Measure from buckle end to buckle end (though not ALL manufactuers follow that apparently!).  I only sell girths with very strong elastic at both ends - I specialise in fitting wide and flat horses and it can make a lot of difference.  I dont' like elastic at one end, but if your horse is easy to fit, then if it works, that's fine.  For the tricky wide ones, I truly believe that those who advocate no elastic have saddles that don't truly fit - elastic is kinder for the horse, but also the ribcage contracts as well as expands and a non-elasticated girth will leave a moment of "slack" which can lead to instability.  I think people using non-elasticated girths on unstable saddles are overgirthing to compensate.  They are often surprised when I show them that the combo of the right saddle and a strong elastic ended girth can do - weak elastic just stretches out and ends up acting like a very tight non-elasticated girth.
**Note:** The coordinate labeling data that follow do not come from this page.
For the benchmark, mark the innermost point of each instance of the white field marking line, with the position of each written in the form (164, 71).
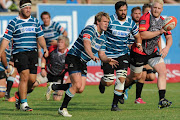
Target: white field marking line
(155, 90)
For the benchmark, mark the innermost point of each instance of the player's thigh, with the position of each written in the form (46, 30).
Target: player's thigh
(73, 64)
(2, 83)
(83, 84)
(21, 61)
(121, 70)
(33, 61)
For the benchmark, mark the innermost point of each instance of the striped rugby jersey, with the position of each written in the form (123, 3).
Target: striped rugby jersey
(52, 32)
(131, 40)
(118, 34)
(88, 33)
(24, 33)
(8, 51)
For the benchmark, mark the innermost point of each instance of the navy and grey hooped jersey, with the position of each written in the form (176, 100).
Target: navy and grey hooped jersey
(24, 33)
(88, 33)
(118, 34)
(52, 32)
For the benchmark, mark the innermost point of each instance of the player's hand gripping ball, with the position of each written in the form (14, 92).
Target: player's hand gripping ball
(169, 23)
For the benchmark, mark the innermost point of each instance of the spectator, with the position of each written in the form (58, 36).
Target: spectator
(4, 5)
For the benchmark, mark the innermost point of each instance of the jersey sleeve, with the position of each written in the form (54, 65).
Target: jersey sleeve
(88, 34)
(8, 35)
(39, 30)
(144, 22)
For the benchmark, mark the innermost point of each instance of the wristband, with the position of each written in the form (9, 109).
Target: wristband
(42, 65)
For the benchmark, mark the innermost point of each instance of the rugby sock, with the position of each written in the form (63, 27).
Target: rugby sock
(161, 94)
(117, 96)
(61, 86)
(139, 87)
(23, 100)
(10, 81)
(67, 98)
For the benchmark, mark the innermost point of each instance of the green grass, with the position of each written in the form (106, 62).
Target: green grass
(91, 105)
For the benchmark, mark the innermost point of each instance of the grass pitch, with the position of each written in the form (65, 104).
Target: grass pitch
(91, 105)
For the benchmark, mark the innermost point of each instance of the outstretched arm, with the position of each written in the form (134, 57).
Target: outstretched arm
(165, 50)
(3, 46)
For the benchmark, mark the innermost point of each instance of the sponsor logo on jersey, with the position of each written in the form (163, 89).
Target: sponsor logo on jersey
(28, 29)
(142, 28)
(120, 33)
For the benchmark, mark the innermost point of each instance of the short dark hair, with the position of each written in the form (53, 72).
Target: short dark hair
(119, 4)
(135, 8)
(45, 13)
(146, 6)
(99, 15)
(23, 2)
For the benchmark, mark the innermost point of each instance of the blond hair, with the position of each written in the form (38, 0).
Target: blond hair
(64, 38)
(159, 1)
(99, 15)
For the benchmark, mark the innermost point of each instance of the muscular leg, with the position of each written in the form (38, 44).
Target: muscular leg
(161, 83)
(23, 85)
(76, 81)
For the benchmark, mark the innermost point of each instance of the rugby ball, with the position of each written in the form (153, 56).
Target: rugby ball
(169, 23)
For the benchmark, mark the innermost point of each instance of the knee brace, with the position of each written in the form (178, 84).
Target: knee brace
(108, 78)
(3, 88)
(118, 84)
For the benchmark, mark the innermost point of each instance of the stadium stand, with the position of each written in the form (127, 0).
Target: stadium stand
(35, 2)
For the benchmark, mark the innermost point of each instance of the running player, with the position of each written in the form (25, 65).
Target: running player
(151, 30)
(52, 31)
(89, 42)
(55, 68)
(118, 33)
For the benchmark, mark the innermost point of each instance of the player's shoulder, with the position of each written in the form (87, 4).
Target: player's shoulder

I will say that there are some synthetic girths out there which purport to be elastic all the way through - they dont' have elastic at the ends etc - for a start they are stitched all round, and stitiching generally doesn't stretch (!) and have you actually tried stretching them?  I tried a Wintec one the other day and it didn't stretch a mm, and I'm not weak!


----------



## Jesstickle (19 February 2012)

I have a non elasticated girth, don't do it up particularly tight and my saddle never moves. But then I don't have a wide or flat horse so don't suffer with instability issues. I used to have a girth with elastic at one end and it was the devils work. Constantly pulled my saddle round to one side so I've given up on it!


----------



## CrazyMare (19 February 2012)

I have old fashioned non elasticated leather girths, and find they are looser than elasticated girths, and help elimiated any one sided slipping - I spent forever fiddling around with elasticated girths - which side/tighter/looser etc. 

Now all of mine have non elasticated ones and they are all much happier with being fiddled about with less!


----------



## little_critter (19 February 2012)

sbloom said:



			I will say that there are some synthetic girths out there which purport to be elastic all the way through - they dont' have elastic at the ends etc - for a start they are stitched all round, and stitiching generally doesn't stretch (!) and have you actually tried stretching them?  I tried a Wintec one the other day and it didn't stretch a mm, and I'm not weak!
		
Click to expand...

I did look at those with elastic all the way through but they didn't have my size and colour.
I do have a wide flat pony (takes an extra wide wintec gullet) but have never had any problems with slippage and I don't girth particularly tight.
I've ended up with a shaped but non-elastic Thorowgood one. Used to have a bog standard cotton Cottage Craft one but the webbing looked like it was starting to get worn. I'll see how I get on - I think the only issue I'll have is the girth sleeve probably won't fit the new one.


----------